A new alpha s2-casein variant was isolated from goat milk by means of covalent chromatography. With gel electrophoresis at alkaline pH, the alpha s2-casein variant showed a double band with the highest anodic mobility amongst the casein components. The mobility of the isolated alpha s2-casein variant was similar to that occurring in three individual samples of whole casein. Two dimensional electrophoresis revealed a more pronounced heterogeneity of this protein. Developing the two dimensional plate with polyclonal antibodies obtained against the four main bovine casein fractions, we demonstrated that the variant in question belongs to the alpha s2-casein family.
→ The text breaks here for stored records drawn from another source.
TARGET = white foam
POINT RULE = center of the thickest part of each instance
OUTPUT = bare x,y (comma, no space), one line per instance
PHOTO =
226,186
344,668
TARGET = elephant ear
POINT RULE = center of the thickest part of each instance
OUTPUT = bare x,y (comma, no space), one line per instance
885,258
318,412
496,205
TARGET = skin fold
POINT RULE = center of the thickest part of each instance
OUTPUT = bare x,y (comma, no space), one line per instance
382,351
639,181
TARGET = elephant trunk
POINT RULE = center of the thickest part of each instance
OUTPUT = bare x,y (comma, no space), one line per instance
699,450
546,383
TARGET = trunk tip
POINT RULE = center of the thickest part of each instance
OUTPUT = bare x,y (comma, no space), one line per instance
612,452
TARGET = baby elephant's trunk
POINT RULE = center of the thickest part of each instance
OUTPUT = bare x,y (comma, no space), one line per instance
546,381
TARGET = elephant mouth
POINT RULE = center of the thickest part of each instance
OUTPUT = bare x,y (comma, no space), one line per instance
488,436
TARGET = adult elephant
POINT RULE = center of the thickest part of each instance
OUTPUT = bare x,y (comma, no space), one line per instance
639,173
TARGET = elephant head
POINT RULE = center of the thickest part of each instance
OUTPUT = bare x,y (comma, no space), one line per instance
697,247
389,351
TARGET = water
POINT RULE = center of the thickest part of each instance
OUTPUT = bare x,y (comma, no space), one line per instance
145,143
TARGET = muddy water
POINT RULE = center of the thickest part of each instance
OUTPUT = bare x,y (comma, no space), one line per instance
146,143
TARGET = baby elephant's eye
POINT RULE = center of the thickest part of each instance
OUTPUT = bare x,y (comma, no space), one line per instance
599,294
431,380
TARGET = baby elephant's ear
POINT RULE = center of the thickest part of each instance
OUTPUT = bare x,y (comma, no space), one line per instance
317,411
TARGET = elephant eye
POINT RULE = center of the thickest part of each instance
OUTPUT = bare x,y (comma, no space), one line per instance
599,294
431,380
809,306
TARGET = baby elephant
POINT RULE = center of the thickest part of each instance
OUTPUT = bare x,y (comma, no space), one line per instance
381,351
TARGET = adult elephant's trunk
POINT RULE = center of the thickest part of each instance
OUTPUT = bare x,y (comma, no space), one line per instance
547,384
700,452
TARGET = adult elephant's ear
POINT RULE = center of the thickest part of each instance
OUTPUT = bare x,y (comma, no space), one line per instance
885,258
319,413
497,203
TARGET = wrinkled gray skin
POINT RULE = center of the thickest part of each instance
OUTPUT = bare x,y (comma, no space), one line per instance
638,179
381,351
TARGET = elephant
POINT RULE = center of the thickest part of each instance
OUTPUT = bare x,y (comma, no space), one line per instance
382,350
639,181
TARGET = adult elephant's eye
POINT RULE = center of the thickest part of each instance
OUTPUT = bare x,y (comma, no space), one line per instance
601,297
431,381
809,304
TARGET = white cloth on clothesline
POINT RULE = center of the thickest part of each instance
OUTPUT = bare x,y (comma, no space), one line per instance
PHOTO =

Since the alpha s2-casein fractions, immunospecifically developed, spread along two different zones on the gel, it was concluded that a heterozygous alpha s2-casein form was present in the sample.
通过共价色谱法从山羊奶中分离出一种新的αs2-酪蛋白变体。在碱性pH条件下进行凝胶电泳时,该αs2-酪蛋白变体在酪蛋白组分中显示出阳极迁移率最高的双条带。分离出的αs2-酪蛋白变体的迁移率与全酪蛋白的三个单独样品中出现的迁移率相似。二维电泳显示该蛋白质具有更明显的异质性。用针对四种主要牛酪蛋白组分获得的多克隆抗体对二维平板进行显影,我们证明所讨论的变体属于αs2-酪蛋白家族。由于免疫特异性显影的αs2-酪蛋白组分在凝胶上沿两个不同区域分布,因此得出结论,样品中存在杂合的αs2-酪蛋白形式。